田辺騎手が凄いことになっています。8月17日現在で52勝。関東関西騎手総合ベストテンの10位。今年はフェブラリーSでコパノリッキー(16番人気)に騎乗。初めてコンビを組みながら見事にGI制覇。ファンの度肝を抜きました。続くG1のかしわ記念も連勝。
そして、福島の七夕賞ではメイショウナルト(5番人気)と初コンビで見事な逃げ切り勝ち。いわゆる“優勝請負人的時の人”となりつつあったのです。
そして今回の関屋記念。田辺騎手はクラレントに騎乗。これも初めてコンビを組むことになりました。それまでクラレントに多く騎乗した川田騎手は小倉の阿蘇Sでタイムズアローに騎乗。また、昨年ずっと騎乗していた岩田騎手が関屋記念はNHKマイルC2着のタガノブルグに騎乗。
そういった周りの環境のなかで、田辺騎手にお鉢が回ってきたのがクラレントだったのです。安田記念で10着、中京記念で8着。ともに道悪馬場に足を引っ張られる形だったとはいえ、全盛時のクラレントを彷彿させる姿はそこにはありませんでした。
ただ、好位から抜け出せる器用さを兼備している馬で、強力な逃げ馬を欠いた今回の関屋記念は、良績ある左回りと合わせて、4番人気と支持するファンの方も少なくはありませんでした。
「先生からは別になにも支持はなかったです。前のビデオを見ていて、折り合いに重点を置いて乗ろうと考えていました」と田辺騎手。
田辺騎手の思いを乗せてクラレントはスタートを切りました。大きく出遅れたエキストラエンド。最内のサトノギャラントも出負けして後方に取り残され形。
ティアップゴールドがスタートから主導権を取りに行きますが、ラインブラッドの的場騎手が先手を主張。その2頭を見る形で1番人気のダノンシャーク。その斜め後ろに2番人気のマジェスティハーツ。その外にはクラレントで好ポジション。ブレイズアトレイル、タガノブルグが中団。その後ろに私の期待馬8番人気のエクセラントカーヴ。
先行するはずのシルクアーネストは何を考えているのか後方の大外。後方インにサトノギャラントがいて、ポツンと最後方をエキストラエンドが追走。
3ハロンが34秒9で、4ハロン、半マイルが46秒5。この流れは一昨年、ドナウブルーがレコード勝ちしたときが35秒0だったことを考えると、重馬場から稍重の馬場コンディション。日本一長い直線の新潟外回り。明らかにオーバーペース。
3角から4角にかけて外からシルクアーネストが仕掛けましたが、ここで脚を温存させたのが田辺・クラレント。
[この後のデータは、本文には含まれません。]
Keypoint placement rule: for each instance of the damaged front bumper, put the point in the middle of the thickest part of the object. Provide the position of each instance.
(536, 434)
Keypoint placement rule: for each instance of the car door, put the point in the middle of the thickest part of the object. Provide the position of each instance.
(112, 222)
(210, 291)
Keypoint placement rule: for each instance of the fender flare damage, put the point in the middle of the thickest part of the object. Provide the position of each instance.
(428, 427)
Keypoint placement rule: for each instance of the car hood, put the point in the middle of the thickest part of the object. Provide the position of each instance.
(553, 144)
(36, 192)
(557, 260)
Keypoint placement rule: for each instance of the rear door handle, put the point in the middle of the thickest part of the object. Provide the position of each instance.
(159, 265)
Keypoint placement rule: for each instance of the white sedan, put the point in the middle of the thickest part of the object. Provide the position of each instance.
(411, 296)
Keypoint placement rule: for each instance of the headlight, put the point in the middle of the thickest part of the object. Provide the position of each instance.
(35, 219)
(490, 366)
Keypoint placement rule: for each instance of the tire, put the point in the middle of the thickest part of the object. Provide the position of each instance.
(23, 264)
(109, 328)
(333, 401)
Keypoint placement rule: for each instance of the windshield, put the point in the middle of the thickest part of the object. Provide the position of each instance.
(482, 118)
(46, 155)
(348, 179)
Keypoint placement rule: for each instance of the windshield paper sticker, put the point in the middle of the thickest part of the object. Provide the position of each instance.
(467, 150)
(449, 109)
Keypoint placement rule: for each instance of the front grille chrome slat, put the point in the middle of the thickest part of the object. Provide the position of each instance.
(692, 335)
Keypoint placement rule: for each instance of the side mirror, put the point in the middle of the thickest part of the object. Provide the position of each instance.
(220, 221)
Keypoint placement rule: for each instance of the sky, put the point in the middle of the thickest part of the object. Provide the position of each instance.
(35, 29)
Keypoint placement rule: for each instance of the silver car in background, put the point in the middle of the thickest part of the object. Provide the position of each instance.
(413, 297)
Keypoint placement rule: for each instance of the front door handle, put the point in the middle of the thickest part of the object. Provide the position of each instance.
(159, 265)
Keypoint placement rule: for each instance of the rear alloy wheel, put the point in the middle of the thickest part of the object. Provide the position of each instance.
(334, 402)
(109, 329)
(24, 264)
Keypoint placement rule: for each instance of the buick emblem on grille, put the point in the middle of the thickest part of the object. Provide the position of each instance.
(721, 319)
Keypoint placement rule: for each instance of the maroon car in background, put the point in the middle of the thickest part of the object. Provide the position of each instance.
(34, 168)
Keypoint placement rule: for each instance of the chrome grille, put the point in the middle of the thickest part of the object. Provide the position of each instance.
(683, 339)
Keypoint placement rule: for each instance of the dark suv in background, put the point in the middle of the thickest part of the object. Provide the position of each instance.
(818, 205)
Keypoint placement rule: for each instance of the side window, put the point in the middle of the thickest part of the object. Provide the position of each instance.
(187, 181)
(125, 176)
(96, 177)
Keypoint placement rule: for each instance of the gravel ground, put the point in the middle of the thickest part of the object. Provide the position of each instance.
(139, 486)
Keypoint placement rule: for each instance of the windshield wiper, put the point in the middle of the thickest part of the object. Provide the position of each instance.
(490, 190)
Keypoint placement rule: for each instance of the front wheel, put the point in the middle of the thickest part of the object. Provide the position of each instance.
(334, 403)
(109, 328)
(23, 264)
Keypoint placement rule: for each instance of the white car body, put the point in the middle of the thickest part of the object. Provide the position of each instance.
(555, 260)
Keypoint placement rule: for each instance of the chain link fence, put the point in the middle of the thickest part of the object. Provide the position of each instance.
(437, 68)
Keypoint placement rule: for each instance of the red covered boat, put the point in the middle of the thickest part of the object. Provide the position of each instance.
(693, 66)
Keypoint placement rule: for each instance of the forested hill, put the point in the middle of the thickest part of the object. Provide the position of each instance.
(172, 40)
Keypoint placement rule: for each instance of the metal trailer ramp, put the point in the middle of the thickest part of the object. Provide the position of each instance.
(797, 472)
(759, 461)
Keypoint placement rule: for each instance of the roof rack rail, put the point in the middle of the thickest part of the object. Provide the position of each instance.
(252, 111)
このことが最後の最後で生きてきます。
前半1000m通過が58秒1という速いラップを刻んでいきます。直線では後方インからスルスルと浮上してきたのがサトノギャラント。ダノンシャークは馬場中央から抜け出す構えを見せています。
ゴール前200mはすざましい叩き合い。先行した馬が失速する中で内からサトノギャラントが、先頭に立ちかけたダノンシャークに並びかけようとしています。これをみて外に出したクラレントが大きなフットワークで、前の2頭を捉えに出ます。末脚の勢いは断然クラレント。外から一気に抜き去ります。
中団後ろの馬込みにいたエクセラントカーヴが、すぐ前を走るクラレントを急追。クラレントの外側に持って行こうとしたときに、外のシャイニープリンセスとやや接触するようなシーン。
激しい叩き合いの中からクラレントがダノンシャークを抑えて優勝。内で粘るサトノギャラント、大外からエクセラントカーヴが猛追。サトノギャラントがハナ差振り切って3着を確保。惜しかったエクセラントカーヴ。本当に惜しかったです。
クラレントは昨年春の東京、エプソムC以来の勝利。満足顔の田辺騎手。
「今年もまだ半ばです。まだまだ頑張ります。応援よろしくお願いします」と、流れる汗を拭き拭き笑顔を振りまいていました。
「彼は年々上手になって来ていたけど、今年は飛躍的に伸びたね」と、関係者がいう田辺騎手評価。30歳を迎えて大きく翼を広げてきました。